Tab Separated Value parser to supplement CSV?

I was experimenting with transferring my Place hierarchy using the CSV view export & the Import Text Gramplet. But one common step is to clean up the data a bit in Excel.

I was hoping to be able to just copy filtered chunks of spreadsheet & have it be parsed in a variant of the Import Text Grampletwithout messing with double-quoting Place Titles & names. And without applying an Excel formula to concatenate each row with comma delimiters or having to write the rows to a subsequently importable CSV file.

But the the Import Text Gramplet chokes on tab separated text. And our importer doesn’t recognize .tsv file extensions nor tab delimited content.

There’s a thread on StackOverflow that says the python csv module can delimit on tabs instead of commas.

with open("file.tsv") as fd:
    rd = csv.reader(fd, delimiter="\t", quotechar='"')
    for row in rd:
        print(row)

Is there a way to support a different delimiter in our text parser?

It looks like you have found such a way.
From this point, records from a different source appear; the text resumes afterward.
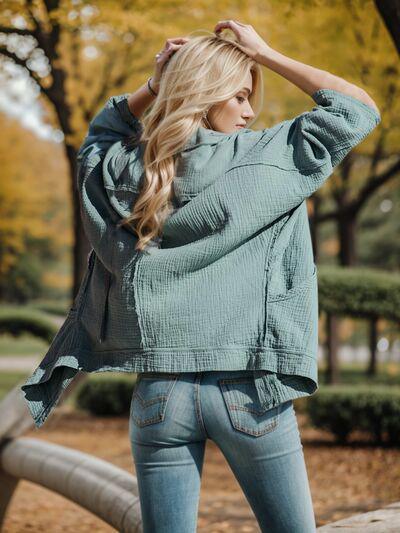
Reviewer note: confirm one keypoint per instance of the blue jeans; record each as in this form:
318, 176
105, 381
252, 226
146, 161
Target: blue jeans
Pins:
171, 417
Since the Import Text Gramplet is apparently an addon, why don’t you try modifying it to work the way you want, and then submit the changes as a PR?

1 Like

Thanks for the encouragement. (That’s genuine, not sarcasm.) I’ve been slogging through doing that since posting.
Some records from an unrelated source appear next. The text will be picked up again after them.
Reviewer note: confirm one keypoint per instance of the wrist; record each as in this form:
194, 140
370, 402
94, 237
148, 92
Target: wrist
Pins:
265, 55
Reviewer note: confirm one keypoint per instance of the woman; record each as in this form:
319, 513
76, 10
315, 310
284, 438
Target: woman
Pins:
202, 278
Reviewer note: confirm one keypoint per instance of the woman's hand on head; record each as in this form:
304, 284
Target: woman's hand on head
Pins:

Forked the add-on and doing a first pass as brute force… with a dedicated TSV version that ignores commas as the delimiter. Then I’ll try to figure out how to integrate a delimiter selector.

I think I’ve gotten most of the way to having Gramps recognize a .tsv mime type for import too.

If I get REALLY ambitious, I’ll find a way to have the Text Importer apply a selected Tag or Citation too. I really found those features useful for cleaning up a GEDCOM import. Then discover how to interface that too. (Arrghh!)

I did discover that the CSV from the Export View and what the Import Text will accept are slightly different.

Gramps exports views the ID columns labeled as ‘ID’ whereas the CSV exporter, importer and Import Text Gramplet all expect the Column label for ID to be labeled with the primary object type (Person, Marriage, Event) instead.

I wonder which should be the preferred. But it seems like they should be compatible.